History curriculum in Taiwan is an enduring point of contention and unresolved issue. With political power shifts over the past 20 years, history curriculum has undergone several major changes that stirred up vehement debates. The most recent revision, which is supposed to be put into practice in 2018, was criticized as too controversial and finally was repealed in 2016. The history curriculum debates which mostly centered on Chinese and Taiwanese historiography and interpretations of the history of Taiwan under Japanese and Chinese colonization imply a prominent issue of identity. To better understand current issues of identity and implications of history curriculum debates, this study analyzes history textbooks during 1950-1987 for exploring the ways in which Chinese and Taiwanese images were shaped and formed. Based on the theory of collective memory (Halbwachs, 1992), this study sees textbooks as an important medium of creating collective memory for certain purposes. In this way, collective memory is constructed and shaped by contingent political or cultural circumstances. In addition, memory is a symbolic resource for developing a certain collective identity (Hsiau, 2008). Therefore, history textbooks serve as critical sources for this study to delve into how histories of China and Taiwan were told to create specific collective memories and images of Chinese and Taiwanese.
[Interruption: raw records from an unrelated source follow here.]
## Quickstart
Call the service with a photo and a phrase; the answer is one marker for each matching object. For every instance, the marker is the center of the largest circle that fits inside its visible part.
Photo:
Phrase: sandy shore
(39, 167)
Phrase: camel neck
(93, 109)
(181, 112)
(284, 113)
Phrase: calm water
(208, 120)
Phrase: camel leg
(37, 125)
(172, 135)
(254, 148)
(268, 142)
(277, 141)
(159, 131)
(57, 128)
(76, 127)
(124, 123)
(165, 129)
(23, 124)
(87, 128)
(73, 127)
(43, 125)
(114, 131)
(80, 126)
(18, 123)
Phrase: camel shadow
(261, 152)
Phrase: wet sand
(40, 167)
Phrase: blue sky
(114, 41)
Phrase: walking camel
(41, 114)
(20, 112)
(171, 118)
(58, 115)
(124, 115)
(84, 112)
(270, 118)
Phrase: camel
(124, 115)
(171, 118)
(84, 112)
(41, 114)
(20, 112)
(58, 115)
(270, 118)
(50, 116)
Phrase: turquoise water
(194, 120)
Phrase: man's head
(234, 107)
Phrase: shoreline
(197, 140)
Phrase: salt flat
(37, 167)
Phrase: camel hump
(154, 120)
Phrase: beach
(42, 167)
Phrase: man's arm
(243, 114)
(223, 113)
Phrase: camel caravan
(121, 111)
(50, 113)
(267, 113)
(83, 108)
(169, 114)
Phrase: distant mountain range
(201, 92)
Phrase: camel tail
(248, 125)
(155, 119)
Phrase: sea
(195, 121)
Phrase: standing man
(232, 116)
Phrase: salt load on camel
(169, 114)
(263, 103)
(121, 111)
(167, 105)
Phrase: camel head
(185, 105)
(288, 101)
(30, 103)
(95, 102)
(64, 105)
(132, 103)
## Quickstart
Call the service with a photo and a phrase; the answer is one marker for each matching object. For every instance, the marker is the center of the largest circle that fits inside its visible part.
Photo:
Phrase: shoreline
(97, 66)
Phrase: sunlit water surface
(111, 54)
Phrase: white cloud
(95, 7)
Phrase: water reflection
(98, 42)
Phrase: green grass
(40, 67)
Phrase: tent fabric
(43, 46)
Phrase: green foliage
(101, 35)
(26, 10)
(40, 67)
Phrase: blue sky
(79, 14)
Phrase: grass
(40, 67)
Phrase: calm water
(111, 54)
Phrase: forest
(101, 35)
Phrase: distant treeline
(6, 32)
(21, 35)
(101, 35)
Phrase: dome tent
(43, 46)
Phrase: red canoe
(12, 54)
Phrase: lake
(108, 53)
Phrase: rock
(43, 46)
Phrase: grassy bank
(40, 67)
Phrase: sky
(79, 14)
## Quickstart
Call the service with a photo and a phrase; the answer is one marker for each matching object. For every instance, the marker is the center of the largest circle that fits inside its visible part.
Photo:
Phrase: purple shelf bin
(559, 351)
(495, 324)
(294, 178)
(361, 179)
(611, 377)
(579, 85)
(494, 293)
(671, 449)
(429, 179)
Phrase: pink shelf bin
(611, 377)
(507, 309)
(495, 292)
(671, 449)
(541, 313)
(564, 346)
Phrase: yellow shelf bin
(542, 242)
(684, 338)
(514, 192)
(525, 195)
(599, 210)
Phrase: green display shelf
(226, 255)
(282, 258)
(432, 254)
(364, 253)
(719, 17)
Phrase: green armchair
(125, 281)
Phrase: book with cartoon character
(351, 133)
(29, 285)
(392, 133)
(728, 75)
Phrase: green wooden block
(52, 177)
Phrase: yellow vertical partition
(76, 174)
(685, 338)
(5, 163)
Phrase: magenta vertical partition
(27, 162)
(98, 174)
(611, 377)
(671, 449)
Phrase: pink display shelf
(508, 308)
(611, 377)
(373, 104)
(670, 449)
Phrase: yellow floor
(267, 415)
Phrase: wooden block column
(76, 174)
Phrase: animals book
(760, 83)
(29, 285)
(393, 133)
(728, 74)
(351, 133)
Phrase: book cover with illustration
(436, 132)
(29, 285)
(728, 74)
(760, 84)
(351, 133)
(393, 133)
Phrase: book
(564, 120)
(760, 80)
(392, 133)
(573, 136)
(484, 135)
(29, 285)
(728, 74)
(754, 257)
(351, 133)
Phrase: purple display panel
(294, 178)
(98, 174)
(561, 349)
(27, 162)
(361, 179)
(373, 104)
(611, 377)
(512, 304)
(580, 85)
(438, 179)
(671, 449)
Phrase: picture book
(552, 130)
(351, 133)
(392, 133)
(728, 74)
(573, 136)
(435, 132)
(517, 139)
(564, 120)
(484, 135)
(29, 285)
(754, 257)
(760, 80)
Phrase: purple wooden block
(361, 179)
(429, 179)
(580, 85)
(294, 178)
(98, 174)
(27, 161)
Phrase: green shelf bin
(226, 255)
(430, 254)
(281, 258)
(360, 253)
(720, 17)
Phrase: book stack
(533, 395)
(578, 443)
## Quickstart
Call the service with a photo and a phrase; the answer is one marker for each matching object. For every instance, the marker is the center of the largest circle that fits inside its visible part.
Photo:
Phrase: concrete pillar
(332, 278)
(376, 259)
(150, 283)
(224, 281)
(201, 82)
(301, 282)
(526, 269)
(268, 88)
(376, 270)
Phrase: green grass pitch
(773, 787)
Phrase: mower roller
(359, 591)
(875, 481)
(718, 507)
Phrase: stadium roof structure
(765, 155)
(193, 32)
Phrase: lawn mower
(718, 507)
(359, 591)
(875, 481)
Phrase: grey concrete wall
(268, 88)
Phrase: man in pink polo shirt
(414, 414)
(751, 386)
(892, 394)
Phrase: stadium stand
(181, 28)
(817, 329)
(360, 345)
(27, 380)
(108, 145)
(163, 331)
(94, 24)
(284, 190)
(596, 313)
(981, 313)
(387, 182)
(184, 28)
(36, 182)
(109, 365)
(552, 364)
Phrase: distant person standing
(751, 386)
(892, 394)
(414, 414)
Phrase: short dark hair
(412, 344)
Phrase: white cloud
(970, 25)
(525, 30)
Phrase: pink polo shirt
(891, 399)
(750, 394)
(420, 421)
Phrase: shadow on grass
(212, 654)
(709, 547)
After World War II, Taiwan was taken over by the Nationalist Party of Kuomintang from China and then was implanted completely with the Chinese R.O.C. system in 1949 when the Kuomintang lost the civil war with the Communist Party of China and then relocated to Taiwan. Since then, Taiwan served for the R.O.C. as the base of recovering the Mainland from Communism, and Taiwan’s education system under Japanese rule was replaced by the modern Chinese education system, including curriculum and textbooks. From 1949, under an extreme political agenda (interpreted by some Taiwanese as another colonization), Taiwan entered a long period of martial law and mobilization to suppress the Communist rebellion on the mainland until 1987. This study thus analyzes history textbooks in the early stages of R.O.C. rule (1950-1987) with the political agenda of anti-communism and opposition to Russia and the cultural project of Chinese culture reinvigoration. The analysis suggests that the Chinese nation was the main theme of the Chinese image. The origin and history of the Chinese nation, the history of R.O.C., the development of great Chinese culture, and the imperative for Taiwan to realize the Three Principles of the People and to reunite with Mainland China (under R.O.C.) were major elements in history textbooks that painted the Chinese image and created collective memories in Taiwanese students. Such great Chinese history eventually covered Taiwan and superseded the Taiwanese history, including the history of Taiwan under Japanese occupation. These colonization and decolonization strategies of constructing collective memory for the Chinese nation thus made it difficult to paint an image of Taiwan. The analysis also implies that the Chinese image in history textbooks for over 30 years has dictated Taiwanese imagination of the self and further complicated current educational agenda of history curriculum revision.